Dr Karl explores the wonderful world of cicadas
Have you ever heard the chorus of cicadas in summer? They can be very loud! This is because there are so many of them, singing together like a big insect choir!
Cicadas can be heard in most parts of the world. Each species has its own special distinctive song. The male make a chirping sound in the same way that a ‘wobble board’ does: they have a pair of special circular snapping plates on their abdomen, which they can ‘bend’ rapidly to produce a noise. They usually make a fairly low pitch – but some of the smaller species have songs so high-pitched they can’t be heard by human ears!
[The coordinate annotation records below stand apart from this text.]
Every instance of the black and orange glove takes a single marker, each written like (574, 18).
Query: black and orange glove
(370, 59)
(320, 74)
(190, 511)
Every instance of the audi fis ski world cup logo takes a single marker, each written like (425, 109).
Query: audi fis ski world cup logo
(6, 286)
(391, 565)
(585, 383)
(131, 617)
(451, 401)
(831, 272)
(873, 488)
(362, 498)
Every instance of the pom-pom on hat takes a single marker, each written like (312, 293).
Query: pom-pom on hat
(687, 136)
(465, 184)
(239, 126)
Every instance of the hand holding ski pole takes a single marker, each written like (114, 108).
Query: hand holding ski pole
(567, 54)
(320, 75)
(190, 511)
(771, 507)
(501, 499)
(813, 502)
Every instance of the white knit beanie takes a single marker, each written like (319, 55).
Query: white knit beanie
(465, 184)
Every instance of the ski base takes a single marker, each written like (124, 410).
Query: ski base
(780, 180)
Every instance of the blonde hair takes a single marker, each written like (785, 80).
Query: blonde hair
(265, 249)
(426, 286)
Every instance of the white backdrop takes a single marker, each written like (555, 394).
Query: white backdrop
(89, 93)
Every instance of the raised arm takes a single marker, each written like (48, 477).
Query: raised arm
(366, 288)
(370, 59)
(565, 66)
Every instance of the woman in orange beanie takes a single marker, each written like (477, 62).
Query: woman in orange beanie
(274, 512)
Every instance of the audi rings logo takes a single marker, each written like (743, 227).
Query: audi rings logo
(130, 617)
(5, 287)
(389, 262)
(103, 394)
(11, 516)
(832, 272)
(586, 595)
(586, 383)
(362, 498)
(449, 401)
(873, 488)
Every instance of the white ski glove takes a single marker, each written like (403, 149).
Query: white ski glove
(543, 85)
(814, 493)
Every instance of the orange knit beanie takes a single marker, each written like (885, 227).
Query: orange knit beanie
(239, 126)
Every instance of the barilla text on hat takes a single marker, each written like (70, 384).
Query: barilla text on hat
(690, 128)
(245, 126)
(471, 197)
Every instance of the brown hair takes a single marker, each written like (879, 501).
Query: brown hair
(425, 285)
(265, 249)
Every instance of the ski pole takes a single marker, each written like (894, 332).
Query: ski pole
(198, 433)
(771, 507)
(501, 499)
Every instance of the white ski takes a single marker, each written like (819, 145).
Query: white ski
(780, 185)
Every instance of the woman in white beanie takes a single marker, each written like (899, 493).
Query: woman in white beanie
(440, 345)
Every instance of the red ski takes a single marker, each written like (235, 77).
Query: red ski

Sometimes, up to 10 trillion cicadas can suddenly pop up from their homes underground. A large number like this is called a ‘plague’. Over the few weeks that a plague lasts, the singing is very loud! The volume can get as high as it would at a rock concert – up to 120 decibels!
During a plague, the amount of cicada droppings could fill 300 Olympic-sized swimming pools every day! After they die, the plague of cicadas leave behind about 500 trillion eggs – about 1,000 times more than there are stars in the Milky Way! That’s a lot of baby cicadas ready for another summertime of singing!
Next time you’re out in the garden or a park, especially in the late afternoon, listen out for these clever little insects and you might just be lucky enough to hear them sing for you!
DID YOU KNOW? Cicadas make three distinct noises. There’s the ‘disturbance squawk’ (when they are distressed, attacked or captured), the ‘courtship song’ (to attract females for mating) and the ‘congregational song’ (after permanently leaving their underground homes, which helps organise the arrival of other cicadas above ground at around the same time).
DID YOU KNOW? These amazing insects are sucking insects that pierce plants with their pointy mouthparts, and suck out the juices. They have two pairs of wings with visible veins, and five eyes!
DID YOU KNOW? Cicadas spend most of their life underground – up to 17 years!